CIS 120 Homework 7

Due Wednesday, April 16 at 5 pm. There are two required problems in this homework

Important notes:

Introduction

Regular expressions are a specialized language for representing string-matching patterns. Regular expressions were invented by the mathematician Stephen Kleene, one of the pioneers that created the foundations of the theory of computation (with Gödel, Turing, Church, and Post). Kleene invented regular expressions to represent the sets of possible behaviors of the abstract finite computation devices called finite-state machines. In Kleene's original formulation, regular expressions were were built from individual letters with three operators: concatenation, representing one pattern followed by another; alternation (also called union)denoted by |, representing two alternative patterns; and closure (also called Kleene-*), denoted by *, to represent zero or more repetitions of a pattern. Closure is conventionally written after what is repeated. By convention, the empty string represents a special regular expression, the empty regular expression, which matches the empty string. For example, the regular expression a(bc|d)*e matches all strings that start with a, then have some number of bc or d (possibly none) and end with e.
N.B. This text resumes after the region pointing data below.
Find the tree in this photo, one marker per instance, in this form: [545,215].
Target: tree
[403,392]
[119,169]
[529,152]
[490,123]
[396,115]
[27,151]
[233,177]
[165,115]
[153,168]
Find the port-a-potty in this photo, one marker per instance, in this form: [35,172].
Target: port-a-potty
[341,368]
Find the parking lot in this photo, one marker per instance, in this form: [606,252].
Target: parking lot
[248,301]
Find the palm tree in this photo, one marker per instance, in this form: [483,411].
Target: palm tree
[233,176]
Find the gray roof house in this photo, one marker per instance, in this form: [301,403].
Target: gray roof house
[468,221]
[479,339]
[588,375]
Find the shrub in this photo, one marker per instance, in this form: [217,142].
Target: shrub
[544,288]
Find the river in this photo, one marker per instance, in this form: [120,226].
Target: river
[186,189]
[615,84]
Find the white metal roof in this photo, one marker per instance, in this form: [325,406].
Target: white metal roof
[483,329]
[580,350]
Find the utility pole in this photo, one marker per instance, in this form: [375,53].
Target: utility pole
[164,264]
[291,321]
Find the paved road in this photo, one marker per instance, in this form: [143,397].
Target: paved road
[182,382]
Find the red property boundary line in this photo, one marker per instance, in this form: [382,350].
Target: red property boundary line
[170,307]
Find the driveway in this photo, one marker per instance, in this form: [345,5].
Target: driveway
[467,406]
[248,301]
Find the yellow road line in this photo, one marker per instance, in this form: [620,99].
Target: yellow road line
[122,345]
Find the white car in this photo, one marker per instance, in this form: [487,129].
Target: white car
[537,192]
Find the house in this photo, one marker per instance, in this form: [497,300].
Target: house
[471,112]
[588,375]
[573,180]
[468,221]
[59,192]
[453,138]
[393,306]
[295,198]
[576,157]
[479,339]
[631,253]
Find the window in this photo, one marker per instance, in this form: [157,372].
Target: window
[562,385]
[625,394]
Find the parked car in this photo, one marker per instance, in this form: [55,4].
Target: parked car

Some such strings include ae, abce, abcde, adbcde, abcbcdbce. In the 1970s, computer scientists at Bell Labs were working on the first software tools for text processing, and they adapted and generalized Kleene's idea in several software tools, starting with grep, for searching and editing text. Regular expressions have many practical uses, mainly in pattern matching, which has applications in everything from compilers to searching databases of released AOL user searches for social security numbers.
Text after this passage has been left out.